Mariani v. Colorado Department of Corrections

956 P.2d 625, 1997 Colo. J. C.A.R. 2317, 1997 Colo. App. LEXIS 236, 1997 WL 637827
CourtColorado Court of Appeals
DecidedOctober 16, 1997
Docket96CA0930
StatusPublished
Cited by16 cases

This text of 956 P.2d 625 (Mariani v. Colorado Department of Corrections) is published on Counsel Stack Legal Research, covering Colorado Court of Appeals primary law. Counsel Stack provides free access to over 12 million legal documents including statutes, case law, regulations, and constitutions.

Bluebook
Mariani v. Colorado Department of Corrections, 956 P.2d 625, 1997 Colo. J. C.A.R. 2317, 1997 Colo. App. LEXIS 236, 1997 WL 637827 (Colo. Ct. App. 1997).

Opinion

Opinion by

Chief Judge STERNBERG.

Plaintiff, Mark Mariani, appeals a judgment of the district eourt that affirmed disciplinary action taken against him by defendant, Colorado Department of Corrections (DOC). We affirm.

Mariani, an inmate at the Arkansas Valley Correctional Facility, was charged by the DOC with violating three rules contained in the Code of Penal Discipline (the Code). The charges were kidnapping, attempt, and complicity; assault; and rape, attempt, and complicity. The notice of charges contained a summary of the underlying factual allegations.

According to that summary, an unnamed inmate informed a correctional staff member of a plan to abduct and rape a female correctional officer. Additionally, on the same date, other unnamed inmates informed a correctional staff member of a plan to drop a bucket of hot water from the third tier on a male correctional officer. The summary listed all individuals, including Mariani, alleged to be involved in the conspiracy to harm the two correctional officers. Further, the summary indicated that the information gathered came from confidential sources and contained a general summary of the confidential information.

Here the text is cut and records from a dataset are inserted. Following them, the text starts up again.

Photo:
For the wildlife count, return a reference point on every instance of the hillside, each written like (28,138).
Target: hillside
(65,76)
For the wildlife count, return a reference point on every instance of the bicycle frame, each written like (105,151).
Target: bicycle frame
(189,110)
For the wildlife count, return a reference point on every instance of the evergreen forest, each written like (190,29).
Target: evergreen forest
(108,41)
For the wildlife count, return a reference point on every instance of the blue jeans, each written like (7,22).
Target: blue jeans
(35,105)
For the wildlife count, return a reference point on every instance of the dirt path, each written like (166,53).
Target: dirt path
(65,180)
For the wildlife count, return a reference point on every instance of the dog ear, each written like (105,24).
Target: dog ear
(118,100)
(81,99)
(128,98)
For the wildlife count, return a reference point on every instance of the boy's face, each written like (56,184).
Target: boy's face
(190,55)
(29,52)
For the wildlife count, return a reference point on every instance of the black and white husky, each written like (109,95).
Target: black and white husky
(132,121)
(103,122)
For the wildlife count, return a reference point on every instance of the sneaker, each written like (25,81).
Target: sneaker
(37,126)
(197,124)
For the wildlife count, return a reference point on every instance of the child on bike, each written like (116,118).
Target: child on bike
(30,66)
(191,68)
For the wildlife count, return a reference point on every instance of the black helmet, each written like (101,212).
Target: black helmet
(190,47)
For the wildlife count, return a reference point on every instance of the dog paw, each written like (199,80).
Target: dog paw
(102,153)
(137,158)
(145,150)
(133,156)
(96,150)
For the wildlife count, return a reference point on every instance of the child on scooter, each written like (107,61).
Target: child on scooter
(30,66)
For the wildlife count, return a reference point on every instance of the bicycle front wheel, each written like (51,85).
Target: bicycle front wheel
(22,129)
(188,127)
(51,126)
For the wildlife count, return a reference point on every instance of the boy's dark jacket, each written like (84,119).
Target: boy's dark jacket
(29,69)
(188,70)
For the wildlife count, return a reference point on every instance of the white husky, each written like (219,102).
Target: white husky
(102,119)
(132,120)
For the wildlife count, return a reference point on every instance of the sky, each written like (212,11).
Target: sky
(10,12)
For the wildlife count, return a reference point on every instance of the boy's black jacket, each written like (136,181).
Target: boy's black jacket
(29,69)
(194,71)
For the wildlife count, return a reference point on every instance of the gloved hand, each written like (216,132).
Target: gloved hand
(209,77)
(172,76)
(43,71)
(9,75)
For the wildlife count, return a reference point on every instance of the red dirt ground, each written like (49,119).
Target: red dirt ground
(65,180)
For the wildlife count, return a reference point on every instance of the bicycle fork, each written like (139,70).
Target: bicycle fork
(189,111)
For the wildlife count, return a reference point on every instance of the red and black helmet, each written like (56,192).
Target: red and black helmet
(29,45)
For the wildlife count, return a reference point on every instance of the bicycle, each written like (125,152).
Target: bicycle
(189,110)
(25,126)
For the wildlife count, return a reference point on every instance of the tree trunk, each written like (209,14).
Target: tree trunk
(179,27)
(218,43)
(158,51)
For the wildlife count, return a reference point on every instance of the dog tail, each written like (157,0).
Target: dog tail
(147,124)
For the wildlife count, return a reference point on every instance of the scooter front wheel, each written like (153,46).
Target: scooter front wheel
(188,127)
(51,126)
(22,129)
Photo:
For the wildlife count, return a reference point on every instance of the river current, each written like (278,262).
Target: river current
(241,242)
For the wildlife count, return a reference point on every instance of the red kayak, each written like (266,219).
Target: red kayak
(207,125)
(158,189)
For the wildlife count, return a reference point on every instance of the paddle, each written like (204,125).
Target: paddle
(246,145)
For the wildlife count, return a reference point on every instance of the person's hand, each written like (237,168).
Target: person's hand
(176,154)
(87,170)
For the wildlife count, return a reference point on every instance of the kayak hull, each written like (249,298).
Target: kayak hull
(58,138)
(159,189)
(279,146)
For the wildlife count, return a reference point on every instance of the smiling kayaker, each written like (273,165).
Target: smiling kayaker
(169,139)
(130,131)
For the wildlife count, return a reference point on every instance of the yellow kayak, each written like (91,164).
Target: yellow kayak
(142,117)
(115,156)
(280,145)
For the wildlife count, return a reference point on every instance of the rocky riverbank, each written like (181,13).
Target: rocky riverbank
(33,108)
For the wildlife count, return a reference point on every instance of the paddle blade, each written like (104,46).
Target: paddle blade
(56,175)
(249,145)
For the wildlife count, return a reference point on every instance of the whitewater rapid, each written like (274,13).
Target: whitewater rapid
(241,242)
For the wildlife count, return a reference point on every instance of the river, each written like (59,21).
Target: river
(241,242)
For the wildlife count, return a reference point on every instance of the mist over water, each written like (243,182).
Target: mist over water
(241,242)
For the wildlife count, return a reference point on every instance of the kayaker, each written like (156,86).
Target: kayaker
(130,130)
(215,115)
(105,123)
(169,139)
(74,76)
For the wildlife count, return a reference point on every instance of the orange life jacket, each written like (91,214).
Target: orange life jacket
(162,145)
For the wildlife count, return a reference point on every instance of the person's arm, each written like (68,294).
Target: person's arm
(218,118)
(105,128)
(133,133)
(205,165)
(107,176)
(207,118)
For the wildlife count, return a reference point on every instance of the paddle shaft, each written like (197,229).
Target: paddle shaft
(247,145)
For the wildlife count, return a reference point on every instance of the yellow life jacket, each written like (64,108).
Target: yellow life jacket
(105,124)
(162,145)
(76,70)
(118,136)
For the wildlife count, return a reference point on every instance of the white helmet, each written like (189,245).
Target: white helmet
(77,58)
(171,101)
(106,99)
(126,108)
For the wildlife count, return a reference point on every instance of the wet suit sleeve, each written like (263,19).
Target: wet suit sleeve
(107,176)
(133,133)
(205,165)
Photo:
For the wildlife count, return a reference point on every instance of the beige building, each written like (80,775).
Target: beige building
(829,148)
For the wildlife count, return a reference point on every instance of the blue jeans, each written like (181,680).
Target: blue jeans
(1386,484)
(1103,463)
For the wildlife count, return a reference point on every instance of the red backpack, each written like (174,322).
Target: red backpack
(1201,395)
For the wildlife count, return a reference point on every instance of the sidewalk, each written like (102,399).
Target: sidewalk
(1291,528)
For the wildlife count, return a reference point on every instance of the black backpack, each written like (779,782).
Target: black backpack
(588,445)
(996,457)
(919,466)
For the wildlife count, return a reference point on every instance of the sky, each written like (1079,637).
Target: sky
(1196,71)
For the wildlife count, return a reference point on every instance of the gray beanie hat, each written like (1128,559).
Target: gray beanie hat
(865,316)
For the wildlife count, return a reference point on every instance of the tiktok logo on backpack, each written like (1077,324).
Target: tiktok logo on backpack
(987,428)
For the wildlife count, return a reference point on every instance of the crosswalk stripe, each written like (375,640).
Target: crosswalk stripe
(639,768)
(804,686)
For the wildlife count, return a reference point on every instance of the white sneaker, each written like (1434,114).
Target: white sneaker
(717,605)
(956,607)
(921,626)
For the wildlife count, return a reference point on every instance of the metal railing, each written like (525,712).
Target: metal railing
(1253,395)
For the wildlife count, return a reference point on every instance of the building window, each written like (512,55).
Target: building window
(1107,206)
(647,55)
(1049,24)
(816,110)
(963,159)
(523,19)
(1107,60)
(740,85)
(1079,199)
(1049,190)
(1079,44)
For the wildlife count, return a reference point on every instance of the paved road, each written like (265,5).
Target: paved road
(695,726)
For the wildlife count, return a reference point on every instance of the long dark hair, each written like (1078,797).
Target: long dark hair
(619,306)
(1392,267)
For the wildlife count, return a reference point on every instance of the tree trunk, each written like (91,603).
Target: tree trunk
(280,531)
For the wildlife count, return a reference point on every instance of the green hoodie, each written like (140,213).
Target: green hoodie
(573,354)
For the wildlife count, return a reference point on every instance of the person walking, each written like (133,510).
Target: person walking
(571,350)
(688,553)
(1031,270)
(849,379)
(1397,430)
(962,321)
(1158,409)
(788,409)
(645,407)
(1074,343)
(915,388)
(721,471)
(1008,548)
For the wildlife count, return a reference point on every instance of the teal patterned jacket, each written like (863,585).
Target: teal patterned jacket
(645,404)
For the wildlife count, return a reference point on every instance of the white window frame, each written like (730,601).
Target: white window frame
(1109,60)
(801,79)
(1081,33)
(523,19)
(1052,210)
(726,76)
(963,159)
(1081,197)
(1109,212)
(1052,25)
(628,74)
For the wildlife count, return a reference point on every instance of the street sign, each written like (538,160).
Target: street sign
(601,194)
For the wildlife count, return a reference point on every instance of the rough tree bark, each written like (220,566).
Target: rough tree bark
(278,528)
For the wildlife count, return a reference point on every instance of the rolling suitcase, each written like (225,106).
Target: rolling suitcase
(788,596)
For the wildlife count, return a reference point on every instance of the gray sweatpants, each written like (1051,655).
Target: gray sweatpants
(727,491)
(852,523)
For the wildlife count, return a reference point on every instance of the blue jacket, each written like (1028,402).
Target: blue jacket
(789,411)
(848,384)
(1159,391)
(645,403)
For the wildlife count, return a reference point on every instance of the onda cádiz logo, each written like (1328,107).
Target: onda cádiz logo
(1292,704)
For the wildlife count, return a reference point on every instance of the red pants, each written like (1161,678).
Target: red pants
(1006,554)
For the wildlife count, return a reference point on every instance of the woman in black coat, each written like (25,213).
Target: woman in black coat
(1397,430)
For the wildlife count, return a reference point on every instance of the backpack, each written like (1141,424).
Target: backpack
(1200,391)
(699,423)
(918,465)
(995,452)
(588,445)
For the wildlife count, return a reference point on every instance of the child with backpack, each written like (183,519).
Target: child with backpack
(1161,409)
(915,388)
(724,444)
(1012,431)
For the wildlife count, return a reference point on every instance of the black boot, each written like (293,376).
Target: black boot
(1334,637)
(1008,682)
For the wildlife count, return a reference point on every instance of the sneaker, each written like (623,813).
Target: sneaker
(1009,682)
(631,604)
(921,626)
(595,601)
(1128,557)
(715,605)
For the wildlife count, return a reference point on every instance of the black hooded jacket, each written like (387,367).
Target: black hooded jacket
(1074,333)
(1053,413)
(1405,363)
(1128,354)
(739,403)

At the disciplinary hearing on May 17, 1995, the DOC informed Mariani of the charges against him, including the definition of each charged offense and possible defenses thereto. The hearing officer denied Mar-iam’s request for full disclosure of the confidential statements as well as his request for any identifying information of the confidential sources.

The Code permits the use of confidential statements but requires that, prior to the use of confidential information, the hearing officer must determine if the information is reliable. The requisite indicia of reliability is present if the hearing officer finds at least one of the following: the confidential informant had previously provided accurate information; the information concerns a firsthand observation by the confidential informant; there is corroboration from another source; or there is physical evidence consistent with the information. Additionally, the Code requires that the inmate be informed of the general substance of the confidential information.

At the outset of the disciplinary hearing, the hearing officer determined:

The code of Penal Discipline has ... requirements that, in order to determine reliability of the confidential information and any one of the four has to be met, not all four, but just any one of the four, and in this case I have ruled that the firsthand observation was met, as well as corroboration from the other sources.

Based upon the information of the confidential informants and other testimony presented, the hearing officer found Mariani had violated the rules as charged and sentenced him to 60 days of segregation and 90 days loss of good time. He sought review under C.R.C.P. 106(a)(4) in the district court and appeals the adverse ruling of that court.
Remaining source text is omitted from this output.